INSURERS WINNING BATTLE OVER CREDIT SCORING USE IN MOST STATES

In July of Last year, Nevada's bill to remove the use of Credit Scoring as a factor for determining insurance rates ended in in a total defeat. How are insurers winning the battle? By making it very difficult to understand how each insurer is using the result as a direct correlation to their particular rate structure. Each insurer has a base rate that is filed with the Department of Insurance for each state they write business in and from there they discount that rate depending on many factors such as Age, Loss History, Employment, Credit Score, Zip Code, State and so on.
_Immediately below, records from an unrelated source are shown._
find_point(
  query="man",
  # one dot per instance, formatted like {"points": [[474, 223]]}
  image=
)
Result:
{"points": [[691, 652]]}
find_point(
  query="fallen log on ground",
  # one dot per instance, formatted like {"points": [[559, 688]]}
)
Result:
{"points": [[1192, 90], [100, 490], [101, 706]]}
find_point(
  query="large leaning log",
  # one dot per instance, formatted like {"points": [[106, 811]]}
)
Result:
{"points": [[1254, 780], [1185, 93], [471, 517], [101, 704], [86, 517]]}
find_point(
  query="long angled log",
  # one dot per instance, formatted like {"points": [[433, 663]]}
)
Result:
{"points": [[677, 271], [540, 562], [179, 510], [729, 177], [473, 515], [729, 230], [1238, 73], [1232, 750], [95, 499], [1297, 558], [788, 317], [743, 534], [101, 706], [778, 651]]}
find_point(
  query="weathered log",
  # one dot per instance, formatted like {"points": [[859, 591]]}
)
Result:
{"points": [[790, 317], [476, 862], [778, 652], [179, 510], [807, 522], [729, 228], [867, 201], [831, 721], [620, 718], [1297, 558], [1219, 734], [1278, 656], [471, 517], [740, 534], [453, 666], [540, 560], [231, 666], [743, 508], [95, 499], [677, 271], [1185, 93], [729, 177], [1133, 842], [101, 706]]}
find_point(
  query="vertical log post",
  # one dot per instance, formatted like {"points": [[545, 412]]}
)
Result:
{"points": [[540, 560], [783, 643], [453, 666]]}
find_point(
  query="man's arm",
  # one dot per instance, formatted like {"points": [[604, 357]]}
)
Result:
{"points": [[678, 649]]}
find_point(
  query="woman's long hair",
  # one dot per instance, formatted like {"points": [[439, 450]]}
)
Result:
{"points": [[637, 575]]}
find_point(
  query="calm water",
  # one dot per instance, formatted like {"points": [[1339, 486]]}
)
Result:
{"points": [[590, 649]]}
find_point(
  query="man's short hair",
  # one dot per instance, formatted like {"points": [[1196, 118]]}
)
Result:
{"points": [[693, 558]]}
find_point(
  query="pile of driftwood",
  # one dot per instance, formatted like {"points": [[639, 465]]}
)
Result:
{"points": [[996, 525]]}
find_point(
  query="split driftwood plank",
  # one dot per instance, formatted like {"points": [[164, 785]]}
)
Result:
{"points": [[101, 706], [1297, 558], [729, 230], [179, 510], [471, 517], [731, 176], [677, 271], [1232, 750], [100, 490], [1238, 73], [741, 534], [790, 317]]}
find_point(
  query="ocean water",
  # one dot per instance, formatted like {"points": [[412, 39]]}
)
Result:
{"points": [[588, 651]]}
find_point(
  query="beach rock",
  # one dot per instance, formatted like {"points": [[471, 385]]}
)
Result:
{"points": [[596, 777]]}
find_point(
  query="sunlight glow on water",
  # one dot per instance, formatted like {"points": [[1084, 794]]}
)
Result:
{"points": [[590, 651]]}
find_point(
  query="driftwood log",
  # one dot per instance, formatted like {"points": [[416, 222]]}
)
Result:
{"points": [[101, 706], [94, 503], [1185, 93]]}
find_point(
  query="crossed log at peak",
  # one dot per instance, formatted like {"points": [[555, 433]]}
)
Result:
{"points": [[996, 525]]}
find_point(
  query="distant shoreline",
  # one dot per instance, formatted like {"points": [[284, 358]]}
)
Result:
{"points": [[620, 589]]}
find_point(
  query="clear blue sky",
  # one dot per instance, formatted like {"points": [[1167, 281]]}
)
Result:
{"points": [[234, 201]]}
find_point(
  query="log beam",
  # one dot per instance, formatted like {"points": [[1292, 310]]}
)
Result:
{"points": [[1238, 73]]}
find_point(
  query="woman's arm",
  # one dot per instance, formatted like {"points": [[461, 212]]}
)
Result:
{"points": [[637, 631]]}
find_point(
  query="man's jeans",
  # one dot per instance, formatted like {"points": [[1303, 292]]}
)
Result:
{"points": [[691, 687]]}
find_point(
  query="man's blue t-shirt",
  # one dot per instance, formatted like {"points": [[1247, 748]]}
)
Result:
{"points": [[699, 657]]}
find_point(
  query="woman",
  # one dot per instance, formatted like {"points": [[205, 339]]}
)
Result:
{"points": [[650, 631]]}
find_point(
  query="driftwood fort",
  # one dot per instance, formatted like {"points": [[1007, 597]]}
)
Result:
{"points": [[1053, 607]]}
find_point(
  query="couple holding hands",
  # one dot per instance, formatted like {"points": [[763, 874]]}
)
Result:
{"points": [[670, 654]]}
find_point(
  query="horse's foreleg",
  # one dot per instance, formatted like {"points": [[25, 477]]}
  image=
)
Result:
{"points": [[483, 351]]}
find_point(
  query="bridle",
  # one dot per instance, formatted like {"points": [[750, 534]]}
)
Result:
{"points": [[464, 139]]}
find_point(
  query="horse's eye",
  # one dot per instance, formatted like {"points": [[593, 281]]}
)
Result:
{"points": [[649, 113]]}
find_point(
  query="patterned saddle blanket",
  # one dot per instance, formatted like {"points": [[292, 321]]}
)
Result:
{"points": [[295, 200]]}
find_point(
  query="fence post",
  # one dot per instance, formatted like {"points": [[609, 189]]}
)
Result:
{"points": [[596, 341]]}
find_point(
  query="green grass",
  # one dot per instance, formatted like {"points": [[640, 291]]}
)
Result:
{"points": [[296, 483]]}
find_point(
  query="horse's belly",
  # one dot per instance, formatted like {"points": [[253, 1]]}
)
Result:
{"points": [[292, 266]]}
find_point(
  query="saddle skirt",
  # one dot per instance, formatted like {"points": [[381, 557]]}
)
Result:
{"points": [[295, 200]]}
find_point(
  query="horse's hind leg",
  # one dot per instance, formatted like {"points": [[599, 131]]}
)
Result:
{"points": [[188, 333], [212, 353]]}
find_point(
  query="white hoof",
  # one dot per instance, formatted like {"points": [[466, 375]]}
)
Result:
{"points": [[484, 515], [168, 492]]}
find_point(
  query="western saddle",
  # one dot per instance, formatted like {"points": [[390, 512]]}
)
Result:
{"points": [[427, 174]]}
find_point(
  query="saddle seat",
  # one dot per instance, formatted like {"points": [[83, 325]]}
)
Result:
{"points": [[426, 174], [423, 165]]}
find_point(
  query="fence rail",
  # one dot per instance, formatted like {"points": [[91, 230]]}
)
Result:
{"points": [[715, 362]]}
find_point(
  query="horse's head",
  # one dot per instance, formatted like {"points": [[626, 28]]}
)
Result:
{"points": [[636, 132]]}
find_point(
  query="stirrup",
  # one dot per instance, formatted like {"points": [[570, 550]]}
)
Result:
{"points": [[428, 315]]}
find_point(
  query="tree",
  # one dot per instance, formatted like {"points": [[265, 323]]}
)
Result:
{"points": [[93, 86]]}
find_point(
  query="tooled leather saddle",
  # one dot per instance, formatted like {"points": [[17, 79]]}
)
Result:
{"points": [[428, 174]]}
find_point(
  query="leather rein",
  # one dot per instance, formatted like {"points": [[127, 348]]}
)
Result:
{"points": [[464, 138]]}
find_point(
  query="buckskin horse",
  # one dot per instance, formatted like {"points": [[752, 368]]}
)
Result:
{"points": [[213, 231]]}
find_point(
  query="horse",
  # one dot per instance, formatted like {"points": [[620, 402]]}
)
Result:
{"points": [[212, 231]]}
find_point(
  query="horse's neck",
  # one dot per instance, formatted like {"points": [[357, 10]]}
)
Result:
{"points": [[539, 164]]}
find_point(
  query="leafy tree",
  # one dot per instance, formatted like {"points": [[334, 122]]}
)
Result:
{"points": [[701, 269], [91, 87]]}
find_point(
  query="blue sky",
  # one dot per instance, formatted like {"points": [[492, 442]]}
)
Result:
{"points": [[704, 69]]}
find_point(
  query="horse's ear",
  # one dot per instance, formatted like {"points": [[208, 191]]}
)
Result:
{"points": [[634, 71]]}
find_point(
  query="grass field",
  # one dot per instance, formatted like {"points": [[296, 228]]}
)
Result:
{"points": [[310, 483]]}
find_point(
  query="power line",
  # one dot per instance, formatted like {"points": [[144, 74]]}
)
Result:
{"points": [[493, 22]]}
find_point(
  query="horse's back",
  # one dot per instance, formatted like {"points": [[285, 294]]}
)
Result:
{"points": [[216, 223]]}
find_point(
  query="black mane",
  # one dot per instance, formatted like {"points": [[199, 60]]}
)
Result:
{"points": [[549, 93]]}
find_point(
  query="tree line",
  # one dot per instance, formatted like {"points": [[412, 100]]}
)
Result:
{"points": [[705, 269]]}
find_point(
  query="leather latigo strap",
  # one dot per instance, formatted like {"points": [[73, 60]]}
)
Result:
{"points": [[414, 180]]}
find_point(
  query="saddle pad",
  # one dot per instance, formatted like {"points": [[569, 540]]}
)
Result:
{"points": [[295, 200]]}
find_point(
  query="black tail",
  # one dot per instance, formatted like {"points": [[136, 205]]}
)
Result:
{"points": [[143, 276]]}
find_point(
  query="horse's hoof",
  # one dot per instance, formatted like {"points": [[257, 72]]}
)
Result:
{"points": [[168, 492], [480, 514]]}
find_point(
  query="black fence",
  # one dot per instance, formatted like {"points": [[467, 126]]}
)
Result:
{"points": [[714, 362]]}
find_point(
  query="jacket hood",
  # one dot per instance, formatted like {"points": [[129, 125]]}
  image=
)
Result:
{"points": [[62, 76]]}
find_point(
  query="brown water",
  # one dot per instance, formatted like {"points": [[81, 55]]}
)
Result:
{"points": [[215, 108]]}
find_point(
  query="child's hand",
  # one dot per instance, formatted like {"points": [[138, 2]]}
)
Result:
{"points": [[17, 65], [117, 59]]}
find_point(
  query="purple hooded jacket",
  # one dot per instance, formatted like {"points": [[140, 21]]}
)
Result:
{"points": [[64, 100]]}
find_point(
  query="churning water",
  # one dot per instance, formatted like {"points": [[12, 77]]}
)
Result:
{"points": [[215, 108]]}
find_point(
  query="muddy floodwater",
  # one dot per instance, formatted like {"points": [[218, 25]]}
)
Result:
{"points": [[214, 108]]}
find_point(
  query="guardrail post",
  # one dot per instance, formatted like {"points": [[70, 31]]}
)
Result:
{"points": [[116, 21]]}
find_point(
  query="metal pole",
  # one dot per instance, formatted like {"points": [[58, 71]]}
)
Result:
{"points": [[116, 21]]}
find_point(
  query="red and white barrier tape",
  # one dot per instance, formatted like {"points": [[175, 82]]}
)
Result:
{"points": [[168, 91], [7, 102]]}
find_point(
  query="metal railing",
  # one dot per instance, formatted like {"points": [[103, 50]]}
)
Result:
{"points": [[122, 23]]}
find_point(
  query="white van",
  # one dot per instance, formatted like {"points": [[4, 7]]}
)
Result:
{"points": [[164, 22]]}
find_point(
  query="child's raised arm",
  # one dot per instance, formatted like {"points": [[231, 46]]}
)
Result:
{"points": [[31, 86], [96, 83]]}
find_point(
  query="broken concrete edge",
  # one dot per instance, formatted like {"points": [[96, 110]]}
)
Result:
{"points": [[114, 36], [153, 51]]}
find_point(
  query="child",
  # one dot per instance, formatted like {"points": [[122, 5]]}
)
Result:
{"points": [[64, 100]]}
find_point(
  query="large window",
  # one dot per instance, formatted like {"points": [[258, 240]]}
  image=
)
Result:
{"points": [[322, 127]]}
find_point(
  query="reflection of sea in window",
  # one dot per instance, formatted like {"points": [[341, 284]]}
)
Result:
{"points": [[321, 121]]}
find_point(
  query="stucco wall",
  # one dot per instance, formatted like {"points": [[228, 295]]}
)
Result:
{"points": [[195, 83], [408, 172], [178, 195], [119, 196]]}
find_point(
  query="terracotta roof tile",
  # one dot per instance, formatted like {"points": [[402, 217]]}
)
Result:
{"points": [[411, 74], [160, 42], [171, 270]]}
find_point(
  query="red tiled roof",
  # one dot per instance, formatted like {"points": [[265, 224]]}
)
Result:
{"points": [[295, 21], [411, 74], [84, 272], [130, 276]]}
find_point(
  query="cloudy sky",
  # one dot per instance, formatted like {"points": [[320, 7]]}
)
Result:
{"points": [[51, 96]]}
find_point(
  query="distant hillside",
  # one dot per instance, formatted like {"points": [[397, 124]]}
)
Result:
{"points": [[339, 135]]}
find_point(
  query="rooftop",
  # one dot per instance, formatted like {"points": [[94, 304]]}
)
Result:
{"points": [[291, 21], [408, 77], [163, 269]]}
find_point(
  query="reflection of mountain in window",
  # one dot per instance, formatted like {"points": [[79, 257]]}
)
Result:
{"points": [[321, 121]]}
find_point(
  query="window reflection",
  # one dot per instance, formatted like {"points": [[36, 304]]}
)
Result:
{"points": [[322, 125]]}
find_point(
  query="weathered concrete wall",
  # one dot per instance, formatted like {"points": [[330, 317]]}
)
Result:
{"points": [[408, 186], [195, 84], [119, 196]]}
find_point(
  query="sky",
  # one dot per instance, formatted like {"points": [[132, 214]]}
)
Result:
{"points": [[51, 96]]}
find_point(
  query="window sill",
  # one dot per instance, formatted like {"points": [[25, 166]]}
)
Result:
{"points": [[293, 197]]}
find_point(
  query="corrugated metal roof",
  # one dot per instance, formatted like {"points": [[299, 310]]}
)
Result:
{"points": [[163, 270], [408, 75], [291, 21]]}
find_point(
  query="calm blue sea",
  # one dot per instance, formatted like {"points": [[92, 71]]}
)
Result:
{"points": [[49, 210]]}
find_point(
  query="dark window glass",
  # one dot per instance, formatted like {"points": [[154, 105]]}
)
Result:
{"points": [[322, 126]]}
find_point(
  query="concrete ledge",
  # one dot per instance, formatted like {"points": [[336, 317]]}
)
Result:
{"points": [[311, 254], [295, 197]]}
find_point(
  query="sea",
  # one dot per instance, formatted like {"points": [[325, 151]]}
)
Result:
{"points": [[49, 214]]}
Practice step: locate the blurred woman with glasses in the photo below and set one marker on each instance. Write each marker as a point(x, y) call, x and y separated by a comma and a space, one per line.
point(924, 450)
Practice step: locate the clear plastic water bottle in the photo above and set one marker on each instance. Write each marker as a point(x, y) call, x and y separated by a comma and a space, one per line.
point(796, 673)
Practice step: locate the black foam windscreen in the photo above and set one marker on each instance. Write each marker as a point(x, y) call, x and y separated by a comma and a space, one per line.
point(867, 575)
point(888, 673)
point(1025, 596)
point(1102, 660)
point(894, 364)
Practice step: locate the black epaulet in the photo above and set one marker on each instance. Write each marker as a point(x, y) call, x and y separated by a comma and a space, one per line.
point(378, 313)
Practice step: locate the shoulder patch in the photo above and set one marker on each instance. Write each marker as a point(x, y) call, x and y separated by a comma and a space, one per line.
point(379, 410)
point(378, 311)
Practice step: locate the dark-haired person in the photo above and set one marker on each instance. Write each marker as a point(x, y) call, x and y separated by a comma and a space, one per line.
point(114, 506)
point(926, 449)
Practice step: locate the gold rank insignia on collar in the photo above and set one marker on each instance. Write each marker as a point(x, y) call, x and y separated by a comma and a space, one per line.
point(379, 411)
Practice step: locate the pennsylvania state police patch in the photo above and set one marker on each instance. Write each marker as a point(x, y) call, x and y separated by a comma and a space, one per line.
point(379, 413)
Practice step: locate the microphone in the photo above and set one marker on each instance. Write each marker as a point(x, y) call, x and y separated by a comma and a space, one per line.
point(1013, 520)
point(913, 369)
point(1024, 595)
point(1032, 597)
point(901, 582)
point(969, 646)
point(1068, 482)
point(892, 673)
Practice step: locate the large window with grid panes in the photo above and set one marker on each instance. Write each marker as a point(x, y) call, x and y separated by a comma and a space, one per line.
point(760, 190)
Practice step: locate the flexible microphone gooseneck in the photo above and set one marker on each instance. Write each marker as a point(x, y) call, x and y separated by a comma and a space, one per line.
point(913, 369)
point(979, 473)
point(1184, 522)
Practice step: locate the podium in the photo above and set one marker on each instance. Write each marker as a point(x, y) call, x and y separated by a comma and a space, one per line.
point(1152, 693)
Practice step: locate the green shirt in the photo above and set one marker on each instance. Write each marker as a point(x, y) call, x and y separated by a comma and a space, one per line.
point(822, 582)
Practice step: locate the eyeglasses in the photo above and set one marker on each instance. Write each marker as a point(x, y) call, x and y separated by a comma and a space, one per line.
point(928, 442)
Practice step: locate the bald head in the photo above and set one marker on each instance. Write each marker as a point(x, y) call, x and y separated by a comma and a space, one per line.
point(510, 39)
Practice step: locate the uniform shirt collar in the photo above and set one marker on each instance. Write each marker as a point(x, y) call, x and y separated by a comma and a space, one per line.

The rating structure can become so complex, that you have to learn the entire structure for that company and how each factor effects it to determine how much a person may be graded off based on credit. To make it even more difficult to understand, each company runs a different risk model than the next, so in order to get a complete picture, the rate model of each company must be studied in depth and compared to have an accurate result. Just like the formula for our favorite soft drinks, a risk model for an insurance company is going to be a very protected secret. The way that they have to file rates with the Departments of Insurance for each state, allow them to be vague on how they come up with the actual rate that you end up paying.

 

GetCoveredUSA.com TIP: Some insurance companies use Credit as a stronger risk factor than others! If you have good credit, you might do well with Company A that uses Credit Scoring as a major factor in rates, so if you are using Company B, you might not be getting the best value for your insurance dollar possible! This also works inversely for those who have less than perfect credit, because Company A might not be the best place to award their business to.